问题描述:
在用R-FCN目标检测API训练我自己的数据时, 我对原代码做了些改动,原来的rfcn_resnet101_coco.config文件中,batch_size的值为1即一次处理1张图片,我改成了别的数(2、8、16、32...)都会出现如下的问题:
InvalidArgumentError (see above for traceback): ConcatOp : Dimensions of inputs should match: shape[0] = [1,600,750,3] vs. shape[2] = [1,600,692,3]

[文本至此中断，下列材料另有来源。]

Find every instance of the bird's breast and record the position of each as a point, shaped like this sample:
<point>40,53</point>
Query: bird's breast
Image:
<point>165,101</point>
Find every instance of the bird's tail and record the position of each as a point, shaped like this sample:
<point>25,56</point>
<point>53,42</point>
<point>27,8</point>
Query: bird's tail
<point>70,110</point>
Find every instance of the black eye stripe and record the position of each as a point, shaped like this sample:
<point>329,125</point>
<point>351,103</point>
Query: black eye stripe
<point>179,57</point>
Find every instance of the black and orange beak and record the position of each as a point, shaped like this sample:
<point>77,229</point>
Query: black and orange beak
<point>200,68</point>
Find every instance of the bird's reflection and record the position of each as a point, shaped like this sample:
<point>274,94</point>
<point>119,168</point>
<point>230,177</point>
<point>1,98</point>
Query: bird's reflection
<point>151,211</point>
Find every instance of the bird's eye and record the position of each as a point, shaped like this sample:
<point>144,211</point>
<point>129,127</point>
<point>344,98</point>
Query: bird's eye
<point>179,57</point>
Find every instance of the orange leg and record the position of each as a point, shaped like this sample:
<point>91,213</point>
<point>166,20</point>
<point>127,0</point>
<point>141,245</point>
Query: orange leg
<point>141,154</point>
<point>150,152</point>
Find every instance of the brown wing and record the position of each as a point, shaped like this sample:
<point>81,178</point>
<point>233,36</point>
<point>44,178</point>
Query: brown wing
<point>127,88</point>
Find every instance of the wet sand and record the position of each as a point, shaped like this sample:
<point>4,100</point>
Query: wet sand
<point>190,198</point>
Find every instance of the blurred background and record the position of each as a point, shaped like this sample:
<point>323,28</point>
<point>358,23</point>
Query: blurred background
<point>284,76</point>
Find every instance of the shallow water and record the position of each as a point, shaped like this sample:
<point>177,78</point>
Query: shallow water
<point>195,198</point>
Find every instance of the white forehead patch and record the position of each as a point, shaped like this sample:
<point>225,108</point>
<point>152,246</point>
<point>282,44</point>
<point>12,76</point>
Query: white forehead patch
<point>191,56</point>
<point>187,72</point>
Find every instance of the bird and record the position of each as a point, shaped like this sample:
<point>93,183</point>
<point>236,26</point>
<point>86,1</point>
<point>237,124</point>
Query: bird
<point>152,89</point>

[[node concat (defined at /home/ubuntu/luanbo/VOCMaker/VOCMaker/object_detection/legacy/trainer.py:190) = ConcatV2[N=64, T=DT_FLOAT, Tidx=DT_INT32, _device="/job:localhost/replica:0/task:0/device:GPU:0"](Preprocessor/sub, Preprocessor_1/sub, Preprocessor_2/sub, Preprocessor_3/sub, Preprocessor_4/sub, Preprocessor_5/sub, Preprocessor_6/sub, Preprocessor_7/sub, Preprocessor_8/sub, Preprocessor_9/sub, Preprocessor_10/sub, Preprocessor_11/sub, Preprocessor_12/sub, Preprocessor_13/sub, Preprocessor_14/sub, Preprocessor_15/sub, Preprocessor_16/sub, Preprocessor_17/sub, Preprocessor_18/sub, Preprocessor_19/sub, Preprocessor_20/sub, Preprocessor_21/sub, Preprocessor_22/sub, Preprocessor_23/sub, Preprocessor_24/sub, Preprocessor_25/sub, Preprocessor_26/sub, Preprocessor_27/sub, Preprocessor_28/sub, Preprocessor_29/sub, Preprocessor_30/sub, Preprocessor_31/sub, Preprocessor_32/sub, Preprocessor_33/sub, Preprocessor_34/sub, Preprocessor_35/sub, Preprocessor_36/sub, Preprocessor_37/sub, Preprocessor_38/sub, Preprocessor_39/sub, Preprocessor_40/sub, Preprocessor_41/sub, Preprocessor_42/sub, Preprocessor_43/sub, Preprocessor_44/sub, Preprocessor_45/sub, Preprocessor_46/sub, Preprocessor_47/sub, Preprocessor_48/sub, Preprocessor_49/sub, Preprocessor_50/sub, Preprocessor_51/sub, Preprocessor_52/sub, Preprocessor_53/sub, Preprocessor_54/sub, Preprocessor_55/sub, Preprocessor_56/sub, Preprocessor_57/sub, Preprocessor_58/sub, Preprocessor_59/sub, Preprocessor_60/sub, Preprocessor_61/sub, Preprocessor_62/sub, Preprocessor_63/sub, Loss/RPNLoss/Loss/huber_loss/assert_broadcastable/is_valid_shape/has_valid_nonscalar_shape/has_invalid_dims/x)]]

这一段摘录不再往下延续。